I was all set to share a list found in the recesses of my hard drive of my fave albums of 1998 until I discovered it was online at MTV.com here. So here's a minor tweak and reshuffle because Come On Over was 1997 and the Kim cuts drag down A Thousand Leaves. I make no apologies for the preponderance of anthologies and compilations. The 1990s was the great reissue decade (all hail Rhino's heyday!) and 1998 fell several stories from 1997's sugar high.

1. Queer to the Core!: Queer Rock From the Vaults! (Quick Nuts) - We still have no clue who released this bootleg plucked from the bins of Atomic Records in Milwaukee. But I've never been able to shake how it epitomizes the alternately frustrating and glorious position of the queer historian. More here and still for sale cheap on Discogs.

2. The Music in My Head: Indispensable Classics and Unknown Gems From the Golden Age of African Pop (Stern's Africa) - Still my favorite African pop compilation. I reviewed it and Mark Hudson's delirious novel to which it was the de facto soundtrack for the Chicago Reader.

3. American Pop: An Audio History (West Hill Audio Archives) - And still my favorite box set ever. Gawd, its nine discs continue to educate although my one-disc distillation sieves out the poppiest (and weirdest) (and punkiest) moments.

4. Fat Beats & Bra Straps: Battle Rhymes & Posse Cuts (Rhino) - 90% of the rap I quote comes from this vicious collection of gripes and disses. Bow down to her, bitch, cuz she's the shit: Roxanne Shanté.
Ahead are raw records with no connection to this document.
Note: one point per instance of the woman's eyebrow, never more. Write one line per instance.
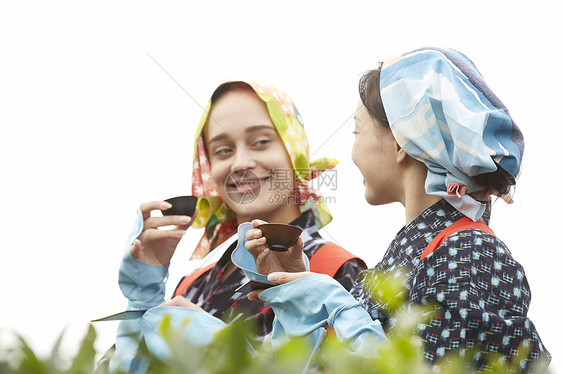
(218, 138)
(224, 136)
(259, 127)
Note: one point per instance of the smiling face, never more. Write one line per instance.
(244, 148)
(375, 154)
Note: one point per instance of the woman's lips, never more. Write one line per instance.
(245, 186)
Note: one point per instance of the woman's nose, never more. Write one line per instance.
(243, 160)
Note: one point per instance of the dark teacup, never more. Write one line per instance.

5. A Night On South Bitch (Max) - The finest bitch tracks comp extant. I'll see you after the function!

6. Sean "Puffy" Combs: Changing The Sound of Popular Music (Bad Boy Promo) - Cheating. But these Puffy-helmed hits honor the man who helped make 1997 the greatest year for singles since 1981.
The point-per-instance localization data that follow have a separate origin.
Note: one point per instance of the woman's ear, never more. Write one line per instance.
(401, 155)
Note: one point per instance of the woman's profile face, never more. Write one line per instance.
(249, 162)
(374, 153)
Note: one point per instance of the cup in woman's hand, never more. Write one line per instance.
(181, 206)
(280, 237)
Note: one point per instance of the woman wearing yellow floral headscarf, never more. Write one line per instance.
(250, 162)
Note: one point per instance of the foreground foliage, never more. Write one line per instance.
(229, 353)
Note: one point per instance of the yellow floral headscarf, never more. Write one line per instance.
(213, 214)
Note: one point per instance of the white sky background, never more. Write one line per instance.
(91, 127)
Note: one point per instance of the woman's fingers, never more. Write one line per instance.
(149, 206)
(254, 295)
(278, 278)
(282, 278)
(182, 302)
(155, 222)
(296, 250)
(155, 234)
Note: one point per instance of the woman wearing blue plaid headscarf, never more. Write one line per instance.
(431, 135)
7. George Clinton & The P-Funk All-Stars: Dope Dogs (Dogone) -The first "real" album on the list by a man for whom the importance of The Album meant precious little.

8. The Perfect Beats: New York Electro Hip-Hop + Underground Dance Classics 1980-1985 (Rhino) - Four volumes proving not only that disco never died but that 1981 was the greatest year for singles ever.

9. Suckdog: Onward Suckdog Soldiers (Tray Full of Lab Mice) - Here for the 20-second masterprank "I Knelt 2day Where Jesus Knelt."

10. Unkle: Psyence Fiction (Mo' Wax/London) - For years it had been an open question which turntablists would be the first to sample Olivia Record rockers BeBe K'Roche, to paraphrase Eric Weisbard's Jungle Brothers entry in the Spin Alternative Record Guide.